Linguistics - Prepositions - 2500 words

There are not any differences in the frequency use of general prepositions in the spoken and written subcorpora

Introduction

My attempt is to verify in this scientific report if the above mentioned hypothesis that there are not any differences in the frequency use of general prepositions in the written or spoken subcorpora is correct or incorrect. I expect my thesis to be right, because I think that the frequency use of prepositions is equal in both texts. This report will focus on features and not on categories.

The linguistic systems I discuss are general prepositions. Collecting my data from ICECUPIII I found a higher number of Text Units (40,163) and Hits (88,715) for general prepositions than for “phrasal” or “interrogative” prepositions, which means that the Feature “general prepositions” would probably be more effective to research. First I would like to explain their function in the text and give some contextualised examples.

A Preposition is usually defined as a word that links a noun, pronoun or gerund to other words (www.usingenglish.com/glossary/preposition.html). They can have a variety of meanings:

Direction – He’s going to the shops
Location – It is in the box
Time – He left after the lesson had finished
Possession – The Government of Italy

This scientific report will analyse the relation between general types of prepositions and other tags. The methodology that I will use is the Ice cup tree tool to collect the data and carry out descriptive analyses and Wordsmith Tools to generate a key word list and see if there is a significant difference in the use of general prepositions between the written- and spoken tag-list of both subcorpora.

The reason why I was interested in the investigation of general prepositions rather than other lexical or syntactical items was that prepositions are often a matter of confusion for foreigners. Sometimes even native speakers have difficulty distinguishing them. We often take prepositions for granted and only notice them when we experience difficulties in deciding which one to use. As high frequency words, prepositions are one of the most dynamic parts of speech. Used in unstressed syllables and pronounced fast and softly in oral speech, prepositions are often barely distinguishable to the listener.

Descriptive Analyses from Data-collection in ICECUPIII

I began my research by collecting different data from the ICECUPIII-Tool to see if there is a difference in the frequency use of general prepositions in the written and spoken subcorpora. Therefore I did some descriptive analyses. I compared the expected Values by Hits in written subcorpora with the actual values by Hits in the spoken subcorpora. Then I compared the expected values by TU in the written subcorpora with the actual values by text units in spoken subcorpora. My findings are shown in the table listed below and will be analysed in the section that follows.
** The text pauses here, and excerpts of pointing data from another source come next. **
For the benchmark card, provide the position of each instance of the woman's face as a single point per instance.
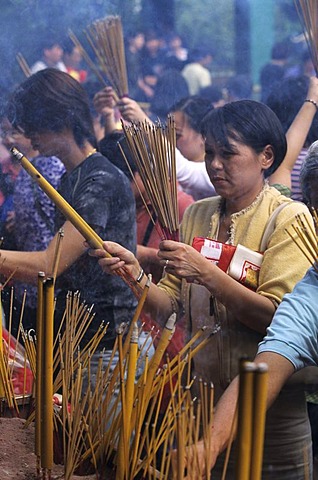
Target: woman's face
(237, 174)
(189, 142)
(11, 137)
(49, 143)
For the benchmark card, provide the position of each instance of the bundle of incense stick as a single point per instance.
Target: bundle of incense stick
(70, 213)
(304, 235)
(152, 147)
(105, 37)
(308, 13)
(114, 420)
(251, 414)
(16, 378)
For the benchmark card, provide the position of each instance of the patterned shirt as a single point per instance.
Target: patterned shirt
(102, 195)
(34, 215)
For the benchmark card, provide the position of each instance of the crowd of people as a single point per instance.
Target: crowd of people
(240, 163)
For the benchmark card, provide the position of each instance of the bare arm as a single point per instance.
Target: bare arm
(279, 370)
(296, 136)
(28, 264)
(158, 303)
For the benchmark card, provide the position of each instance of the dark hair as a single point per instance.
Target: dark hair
(170, 88)
(250, 123)
(308, 171)
(195, 108)
(51, 100)
(286, 100)
(109, 147)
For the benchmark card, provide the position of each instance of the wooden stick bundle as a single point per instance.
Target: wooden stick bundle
(153, 150)
(105, 37)
(304, 235)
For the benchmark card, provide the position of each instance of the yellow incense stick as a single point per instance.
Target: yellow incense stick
(245, 417)
(259, 416)
(47, 371)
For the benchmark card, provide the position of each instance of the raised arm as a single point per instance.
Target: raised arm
(27, 265)
(296, 136)
(158, 303)
(279, 370)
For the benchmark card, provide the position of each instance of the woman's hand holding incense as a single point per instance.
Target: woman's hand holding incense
(131, 111)
(184, 261)
(120, 257)
(195, 460)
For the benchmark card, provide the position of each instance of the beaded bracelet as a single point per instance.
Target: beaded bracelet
(140, 275)
(312, 101)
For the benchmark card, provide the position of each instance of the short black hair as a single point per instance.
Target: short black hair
(250, 123)
(51, 100)
(308, 172)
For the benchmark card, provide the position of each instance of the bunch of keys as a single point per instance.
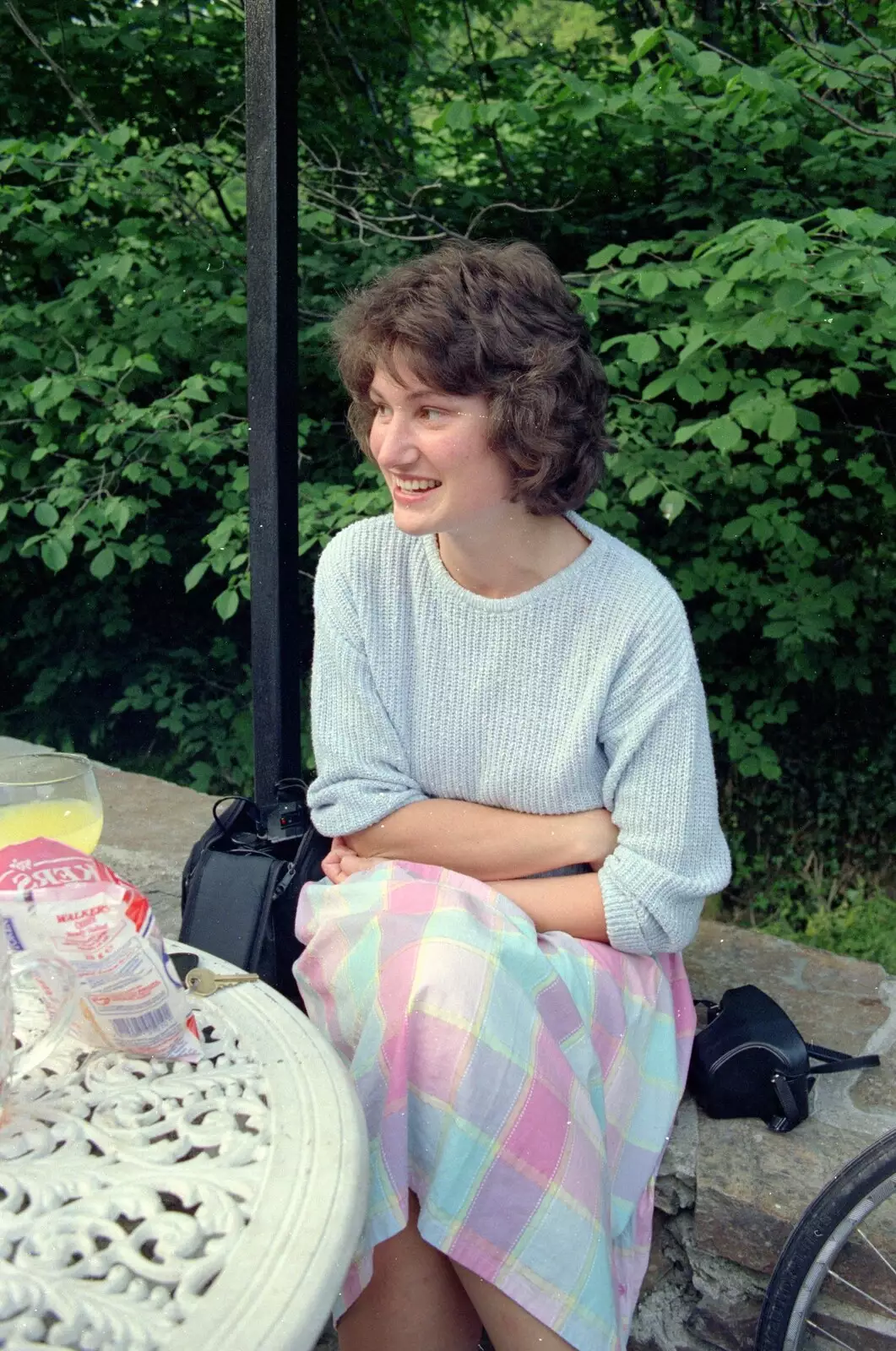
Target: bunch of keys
(202, 981)
(199, 979)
Title of the Table: Data-collection form the ICECUPIII

Variable	Feature	Text Units	TU %	Hits	Hits %	Hits / TU

written		27,463	31.1 %	423,702	39,9 %	15.3
spoken		60,894	68.9 %	637,562	60,1 %	10.5

TOTALS		88,357		1,061,264

PREPOSITIONS		43.605	32,2 %	102.394	9,6 %	2.3
	general	40,163	92,1 %	88,715	86,6 %	2.2
Written		16,491	41,1 %	42,354	47,7 %	2.6
Spoken		23,672	58,9 %	46.361	52,3 %	1.9

II.1 Discussion

First of all this table shows that the ratio of HITS per TU is considerably higher in the Written than the Spoken texts; 15.3 compared to 10.5 – more tags per TU in Written. Furthermore it can be seen that the ratio of HITS per TU is slightly higher in the Prep. (general) than the Prep. texts; 2.3 compared to 2.2 – more tags per TU in Written. The ratio of HITS per TU is different in the Written and Spoken Prep. (general) texts, 2.6 compared to 1.9

II.2 Comparison between expected and actual values by Hits in written and spoken subcorpora

Expected Values by Hits

Written: 88,715 x 39.9% = 35,397

42,354 (Actual) – 35,397 = 6,957

6,957 / 35,397 = 20 % more

than Expected (only 0.2 times more

frequent that expected)

Spoken: 88,715 x 60.1% = 53,318

46,361 (Actual) – 53,318 = – 6,957

6,957 / 53,318 = 13,1 % less

than expected (only 0.130 times less

frequent than expected).

This result shows that there is variation from Expected results for Prep. (gen.) in the written and spoken texts by HITS although the Written HITS are 20% higher. This aspect is worth further investigation with p. values for significant difference.

II.3 Comparison between expected and actual values by TU in written and spoken subcorpora

Expected Values by TU

Written: 40,163 x 39,9 % = 16,025

16,491 (Actual) – 16,025 = 466

466 / 16,025 = 2.9% more than expected

(only 0.029 times more frequent

than expected).

Spoken: 40,163 x 60.1% = 24,137

23,672 (Actual) – 24,137 = 466

465 /24,137 = 1,92% less than Expected

(only 0.0192 times less frequent than expected).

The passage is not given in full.